Paul Nash, The Rye Marshes (1932) as a Shell Poster
Source: Wikimedia Commons
A pretty miserable rainy day so we went this afternoon down to the London Museum and on our way popped into the Whitechapel Gallery to have a look at 'East Coast: Damn Braces: Bless Relaxes'. This is a small assemblage of artworks relating to landscape and the politics of place on the East Coast of England, ranging from the watercolours and sketches of the Norwich School to the activities of artists associated with the Humberside College of Art in Hull during the 1990s. I was pleased but a bit surprised to see Paul Nash's The Rye Marshes, until I reflected that Rye is at the point where the South Coast starts to bend into the East Coast (and the painting itself is normally in Hull, at the Ferens Art Gallery). I was reminded a bit of Patrick Keiller recent exhibition at Tate Britain: works have been selected not for their own sake but to illustrate or hint at historical and contemporary questions of land use and ownership. A small pencil drawing by Cotman, for example, has been chosen because it shows Kett's Castle (Robert Kett led a rebellion against enclosure in 1549 and was captured, held in the Tower and then hanged from the walls of Norwich Castle). Cotman also painted a view of Mousehold Heath, in which a small area of the common land can be seen enclosed and ploughed up.
The pleasure in curating an exhibition like this must come in making links across time and different media (as I often try to do here). So, opposite the Cotman are two paintings by Peter De Wint showing the Lincolnshire Wolds at the time of the early nineteenth century enclosures.
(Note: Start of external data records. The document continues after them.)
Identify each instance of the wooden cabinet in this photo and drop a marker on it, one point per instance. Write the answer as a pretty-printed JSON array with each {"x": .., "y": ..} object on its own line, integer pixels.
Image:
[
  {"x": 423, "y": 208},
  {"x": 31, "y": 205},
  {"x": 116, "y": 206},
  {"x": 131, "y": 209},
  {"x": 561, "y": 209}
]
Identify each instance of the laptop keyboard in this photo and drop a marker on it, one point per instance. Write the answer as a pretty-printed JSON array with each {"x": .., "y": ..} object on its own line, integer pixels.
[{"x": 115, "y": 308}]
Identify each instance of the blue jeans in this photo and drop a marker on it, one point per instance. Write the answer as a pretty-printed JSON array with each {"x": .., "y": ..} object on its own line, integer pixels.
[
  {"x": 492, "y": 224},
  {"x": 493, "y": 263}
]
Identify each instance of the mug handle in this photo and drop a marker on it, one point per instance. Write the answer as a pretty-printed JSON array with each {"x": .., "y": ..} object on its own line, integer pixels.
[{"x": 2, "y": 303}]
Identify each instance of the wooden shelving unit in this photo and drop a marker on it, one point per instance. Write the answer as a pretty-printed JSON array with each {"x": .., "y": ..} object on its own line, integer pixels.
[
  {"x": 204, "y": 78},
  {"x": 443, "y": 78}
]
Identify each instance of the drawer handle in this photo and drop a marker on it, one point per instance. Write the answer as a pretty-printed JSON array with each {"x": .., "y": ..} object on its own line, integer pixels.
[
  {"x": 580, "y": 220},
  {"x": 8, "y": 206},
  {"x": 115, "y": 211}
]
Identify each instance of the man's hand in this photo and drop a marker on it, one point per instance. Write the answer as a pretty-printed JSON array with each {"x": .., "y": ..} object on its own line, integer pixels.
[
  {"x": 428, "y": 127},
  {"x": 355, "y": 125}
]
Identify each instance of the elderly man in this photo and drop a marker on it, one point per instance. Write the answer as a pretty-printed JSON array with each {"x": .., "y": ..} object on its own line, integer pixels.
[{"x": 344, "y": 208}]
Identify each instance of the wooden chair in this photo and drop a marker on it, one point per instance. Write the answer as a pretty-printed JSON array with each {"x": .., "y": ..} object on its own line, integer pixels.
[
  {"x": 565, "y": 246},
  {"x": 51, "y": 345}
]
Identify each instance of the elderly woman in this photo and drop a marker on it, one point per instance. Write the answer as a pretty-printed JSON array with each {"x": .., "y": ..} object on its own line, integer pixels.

Printed next to them on the wall is a poem by that great champion of the commons, John Clare, praising De Wint for his unassuming subject matter: 'No rocks, nor mountains, as the rich sublime, / Hath made thee famous; but the sunny truth / Of Nature, that doth mark thee for all time, / Found on our level pastures: spots, forsooth, /Where common skill sees nothing deemed divine.' In a case in front of the De Wints is the notebook of another poet, Alfred Tennyson, opened to the lines of 'In Memoriam' in which he writes of finding 'no place that does not breathe / Some gracious memory of my friend ... No gray old grange, or lonely fold, / Or low morass and whispering reed, / Or simple stile from mead to mead, / Or sheepwalk up the windy wold.' The landscape here again is Lincolnshire, where Tennyson grew up and later spent time with Arthur Hallam, and where, in 1833, he received the letter telling him that his friend had died suddenly of a stroke at the age of 22.